En Angoumois, comme en Poitou, en Saintonge et en Aunis, les églises calvinistes avaient connu un vif essor. La guerre civile commença dans ces provinces dès 1562, s'apaisa entre 1563 et 1567-1568, puis reprit de plus belle à partir du 28 septembre 1568, date à laquelle Catherine de Médicis décida l'interdiction du culte réformé. Les protestants de Coligny, maîtres de La Rochelle, prirent l'initiative des opérations et affrontèrent l'armée des ducs de Montpensier et d'Anjou à travers l'Angoumois et l'Anjou pendant l'année 1569. Les troupes stationnaient dans les villes, des bandes armées tenaient la campagne, et chaque parti vivait à la charge des populations. Le premier engagement important fut le combat de Jarnac, le 13 mars, où périt le prince de Condé ; le dernier fut la bataille de Moncontour, le 3 octobre, où Coligny fut battu par les troupes royales, qui reprirent possession de toute la région, les protestants ne conservant que La Rochelle et Tonnay-Charente. Le calme allait être rétabli, provisoirement, par la paix de Saint-Germain-en-Laye (8 août 1570). Selon toute probabilité, le trésor de Champmillon a été enfoui durant cette campagne de 1569.

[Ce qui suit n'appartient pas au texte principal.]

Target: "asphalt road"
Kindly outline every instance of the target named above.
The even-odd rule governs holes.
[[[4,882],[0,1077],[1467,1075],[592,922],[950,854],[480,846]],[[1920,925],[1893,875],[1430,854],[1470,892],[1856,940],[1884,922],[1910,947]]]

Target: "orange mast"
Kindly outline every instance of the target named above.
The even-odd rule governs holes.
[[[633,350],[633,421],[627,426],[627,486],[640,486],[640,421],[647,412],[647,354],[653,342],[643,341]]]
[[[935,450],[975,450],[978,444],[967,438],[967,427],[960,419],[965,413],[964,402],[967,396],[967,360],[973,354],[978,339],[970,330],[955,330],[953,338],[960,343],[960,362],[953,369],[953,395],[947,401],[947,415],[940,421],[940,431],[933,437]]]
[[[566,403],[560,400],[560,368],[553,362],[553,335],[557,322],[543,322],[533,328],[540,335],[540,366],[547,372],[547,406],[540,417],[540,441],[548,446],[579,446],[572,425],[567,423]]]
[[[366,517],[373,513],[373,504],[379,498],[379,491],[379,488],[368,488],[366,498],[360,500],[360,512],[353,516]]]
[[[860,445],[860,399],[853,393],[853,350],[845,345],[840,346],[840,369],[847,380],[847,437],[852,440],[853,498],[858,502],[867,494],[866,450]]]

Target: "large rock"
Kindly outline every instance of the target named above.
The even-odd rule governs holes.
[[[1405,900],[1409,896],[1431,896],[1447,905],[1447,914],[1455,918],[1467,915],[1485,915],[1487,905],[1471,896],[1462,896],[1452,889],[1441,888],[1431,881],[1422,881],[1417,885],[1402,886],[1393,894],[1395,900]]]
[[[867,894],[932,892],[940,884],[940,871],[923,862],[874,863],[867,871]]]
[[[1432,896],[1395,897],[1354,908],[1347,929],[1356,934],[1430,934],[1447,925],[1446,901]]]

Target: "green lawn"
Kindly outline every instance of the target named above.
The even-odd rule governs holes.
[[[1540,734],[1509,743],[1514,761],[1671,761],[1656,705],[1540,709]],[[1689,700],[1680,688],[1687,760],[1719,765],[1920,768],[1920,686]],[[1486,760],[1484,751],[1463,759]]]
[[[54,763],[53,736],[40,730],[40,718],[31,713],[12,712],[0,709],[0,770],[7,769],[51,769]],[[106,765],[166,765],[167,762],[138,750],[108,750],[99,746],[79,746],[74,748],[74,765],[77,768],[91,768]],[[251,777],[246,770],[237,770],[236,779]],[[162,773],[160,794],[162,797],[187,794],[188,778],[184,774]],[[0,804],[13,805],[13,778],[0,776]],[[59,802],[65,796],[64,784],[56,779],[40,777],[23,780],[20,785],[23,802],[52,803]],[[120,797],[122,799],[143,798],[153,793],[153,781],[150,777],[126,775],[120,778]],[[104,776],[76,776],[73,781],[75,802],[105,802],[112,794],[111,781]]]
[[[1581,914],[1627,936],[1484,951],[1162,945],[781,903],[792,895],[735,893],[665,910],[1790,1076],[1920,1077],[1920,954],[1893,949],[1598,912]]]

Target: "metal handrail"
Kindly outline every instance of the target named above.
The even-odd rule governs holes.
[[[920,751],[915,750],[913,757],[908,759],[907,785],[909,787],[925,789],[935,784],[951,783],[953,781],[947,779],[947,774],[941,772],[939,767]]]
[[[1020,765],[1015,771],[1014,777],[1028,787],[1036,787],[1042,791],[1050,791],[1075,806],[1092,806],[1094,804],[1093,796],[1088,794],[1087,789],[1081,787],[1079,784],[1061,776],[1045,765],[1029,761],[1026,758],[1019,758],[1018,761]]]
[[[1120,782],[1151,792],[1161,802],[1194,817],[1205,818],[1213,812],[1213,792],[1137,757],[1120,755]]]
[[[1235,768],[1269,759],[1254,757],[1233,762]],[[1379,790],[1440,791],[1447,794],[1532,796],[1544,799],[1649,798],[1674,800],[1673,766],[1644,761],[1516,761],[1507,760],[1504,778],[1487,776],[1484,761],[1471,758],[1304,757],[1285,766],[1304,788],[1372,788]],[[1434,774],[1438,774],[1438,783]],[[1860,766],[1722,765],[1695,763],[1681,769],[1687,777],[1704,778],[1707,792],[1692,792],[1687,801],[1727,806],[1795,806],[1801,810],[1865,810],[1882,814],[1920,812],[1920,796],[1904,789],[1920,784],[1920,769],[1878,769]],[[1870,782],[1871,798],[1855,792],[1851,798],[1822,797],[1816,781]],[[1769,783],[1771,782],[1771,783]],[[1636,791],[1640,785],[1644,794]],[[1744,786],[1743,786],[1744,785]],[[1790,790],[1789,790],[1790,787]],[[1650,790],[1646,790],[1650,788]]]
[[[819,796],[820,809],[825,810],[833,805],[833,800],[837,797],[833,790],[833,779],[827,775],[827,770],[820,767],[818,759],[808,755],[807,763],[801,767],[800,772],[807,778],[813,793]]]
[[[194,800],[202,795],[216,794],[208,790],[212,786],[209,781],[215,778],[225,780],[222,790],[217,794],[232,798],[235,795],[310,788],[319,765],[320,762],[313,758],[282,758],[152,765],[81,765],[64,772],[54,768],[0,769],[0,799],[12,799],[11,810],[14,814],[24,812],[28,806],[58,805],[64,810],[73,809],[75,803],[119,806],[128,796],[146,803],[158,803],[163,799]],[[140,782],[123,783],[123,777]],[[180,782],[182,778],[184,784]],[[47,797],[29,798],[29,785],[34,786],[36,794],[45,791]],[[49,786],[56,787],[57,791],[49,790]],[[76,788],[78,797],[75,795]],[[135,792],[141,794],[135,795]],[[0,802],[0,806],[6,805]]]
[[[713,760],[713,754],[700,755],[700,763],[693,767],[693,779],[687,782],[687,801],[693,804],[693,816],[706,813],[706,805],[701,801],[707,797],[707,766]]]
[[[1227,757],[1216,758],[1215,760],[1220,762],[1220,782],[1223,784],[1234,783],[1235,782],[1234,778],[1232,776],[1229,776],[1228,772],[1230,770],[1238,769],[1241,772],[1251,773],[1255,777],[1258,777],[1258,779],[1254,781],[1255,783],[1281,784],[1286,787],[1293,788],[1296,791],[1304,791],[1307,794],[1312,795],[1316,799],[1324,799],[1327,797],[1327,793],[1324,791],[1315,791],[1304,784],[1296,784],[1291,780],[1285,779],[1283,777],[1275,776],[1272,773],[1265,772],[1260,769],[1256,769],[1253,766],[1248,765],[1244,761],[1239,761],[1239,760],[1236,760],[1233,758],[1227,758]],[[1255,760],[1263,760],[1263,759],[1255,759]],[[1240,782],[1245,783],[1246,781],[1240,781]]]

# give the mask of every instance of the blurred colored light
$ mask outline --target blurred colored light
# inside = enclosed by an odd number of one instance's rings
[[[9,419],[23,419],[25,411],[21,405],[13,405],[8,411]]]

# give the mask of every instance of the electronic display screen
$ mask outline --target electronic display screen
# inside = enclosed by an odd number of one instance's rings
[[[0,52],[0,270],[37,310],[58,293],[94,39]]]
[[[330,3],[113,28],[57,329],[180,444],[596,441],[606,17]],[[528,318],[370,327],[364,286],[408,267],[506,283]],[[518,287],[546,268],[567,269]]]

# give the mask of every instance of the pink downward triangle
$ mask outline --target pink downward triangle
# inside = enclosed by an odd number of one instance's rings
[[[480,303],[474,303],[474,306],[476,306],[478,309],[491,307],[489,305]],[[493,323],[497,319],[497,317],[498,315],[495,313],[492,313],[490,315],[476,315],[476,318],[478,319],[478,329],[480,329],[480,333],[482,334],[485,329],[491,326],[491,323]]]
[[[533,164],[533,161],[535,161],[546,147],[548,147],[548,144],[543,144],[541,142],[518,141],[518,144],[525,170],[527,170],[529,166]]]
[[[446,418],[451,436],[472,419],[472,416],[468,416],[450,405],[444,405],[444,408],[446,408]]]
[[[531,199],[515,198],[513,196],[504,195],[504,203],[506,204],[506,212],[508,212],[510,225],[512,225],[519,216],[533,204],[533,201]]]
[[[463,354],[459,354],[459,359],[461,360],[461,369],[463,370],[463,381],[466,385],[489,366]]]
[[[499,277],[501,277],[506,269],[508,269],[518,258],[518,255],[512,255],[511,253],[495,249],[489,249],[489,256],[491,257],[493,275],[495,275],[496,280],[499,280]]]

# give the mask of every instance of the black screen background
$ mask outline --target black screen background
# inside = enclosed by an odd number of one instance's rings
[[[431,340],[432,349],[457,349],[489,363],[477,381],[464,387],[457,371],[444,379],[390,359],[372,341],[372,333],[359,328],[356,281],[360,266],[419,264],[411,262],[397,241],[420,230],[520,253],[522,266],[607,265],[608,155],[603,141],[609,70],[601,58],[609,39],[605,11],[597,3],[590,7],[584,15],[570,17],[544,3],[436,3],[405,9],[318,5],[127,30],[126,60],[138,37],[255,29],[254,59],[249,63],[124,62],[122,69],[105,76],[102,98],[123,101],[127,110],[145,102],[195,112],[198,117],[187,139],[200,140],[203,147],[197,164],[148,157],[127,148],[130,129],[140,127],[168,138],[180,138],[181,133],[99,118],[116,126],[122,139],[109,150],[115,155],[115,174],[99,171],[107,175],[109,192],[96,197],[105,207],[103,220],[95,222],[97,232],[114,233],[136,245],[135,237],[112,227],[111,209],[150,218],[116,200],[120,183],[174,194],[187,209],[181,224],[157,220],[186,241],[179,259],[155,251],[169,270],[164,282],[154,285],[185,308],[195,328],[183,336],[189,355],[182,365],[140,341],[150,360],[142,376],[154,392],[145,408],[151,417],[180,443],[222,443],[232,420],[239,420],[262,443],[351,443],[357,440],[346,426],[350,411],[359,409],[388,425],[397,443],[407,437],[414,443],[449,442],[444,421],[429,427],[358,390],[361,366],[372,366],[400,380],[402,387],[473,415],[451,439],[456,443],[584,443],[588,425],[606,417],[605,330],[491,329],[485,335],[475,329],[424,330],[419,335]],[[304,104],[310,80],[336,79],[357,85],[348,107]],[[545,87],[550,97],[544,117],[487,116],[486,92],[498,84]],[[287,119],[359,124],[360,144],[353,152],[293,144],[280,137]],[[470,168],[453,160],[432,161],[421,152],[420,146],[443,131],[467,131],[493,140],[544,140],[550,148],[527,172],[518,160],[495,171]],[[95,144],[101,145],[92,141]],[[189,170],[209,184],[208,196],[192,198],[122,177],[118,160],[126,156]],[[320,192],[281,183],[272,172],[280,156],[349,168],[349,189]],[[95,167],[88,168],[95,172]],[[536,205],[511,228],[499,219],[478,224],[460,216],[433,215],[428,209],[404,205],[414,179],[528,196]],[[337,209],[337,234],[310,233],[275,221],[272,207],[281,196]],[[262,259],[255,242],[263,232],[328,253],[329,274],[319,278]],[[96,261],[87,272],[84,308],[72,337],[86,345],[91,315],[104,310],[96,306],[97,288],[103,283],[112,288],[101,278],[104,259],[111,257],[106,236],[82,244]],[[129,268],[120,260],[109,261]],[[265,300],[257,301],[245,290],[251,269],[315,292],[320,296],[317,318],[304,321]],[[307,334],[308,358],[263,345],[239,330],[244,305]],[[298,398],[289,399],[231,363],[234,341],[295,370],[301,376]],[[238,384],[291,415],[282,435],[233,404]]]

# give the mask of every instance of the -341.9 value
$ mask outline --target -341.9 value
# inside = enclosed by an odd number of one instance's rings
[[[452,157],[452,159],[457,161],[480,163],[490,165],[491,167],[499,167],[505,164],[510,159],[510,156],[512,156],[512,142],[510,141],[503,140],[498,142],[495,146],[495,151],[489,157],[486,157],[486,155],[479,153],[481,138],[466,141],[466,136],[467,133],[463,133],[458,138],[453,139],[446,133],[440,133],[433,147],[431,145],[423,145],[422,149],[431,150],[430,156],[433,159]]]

Sur les 321 monnaies d'argent qui composent ce trésor, 238 sont des monnaies françaises (royales à une exception), frappées depuis le règne de Louis XI jusqu'à celui de Henri II. Les ateliers monétaires du grand ouest (Limoges, Poitiers, La Rochelle, Rennes, Caen, Saint-Lô, etc.) prédominent. Le reste est composé de monnaies espagnoles émises au nom de Ferdinand et Isabelle puis de Charles Quint.
La composition de ce trésor témoigne des relations économiques étroites entre l'ouest de la France et l'Espagne au XVIe siècle. Le blé français était exporté en Espagne par l'Atlantique et payé en argent provenant des mines d'Amérique.
Plus vieux de vingt-cinq ans que les deux trésors bretons étudiés par Françoise Dumas (1592 et 1595), le trésor de Champmillon ne doit donc rien au passage en Saintonge de troupes espagnoles mais illustre les grands courants commerciaux de la Renaissance.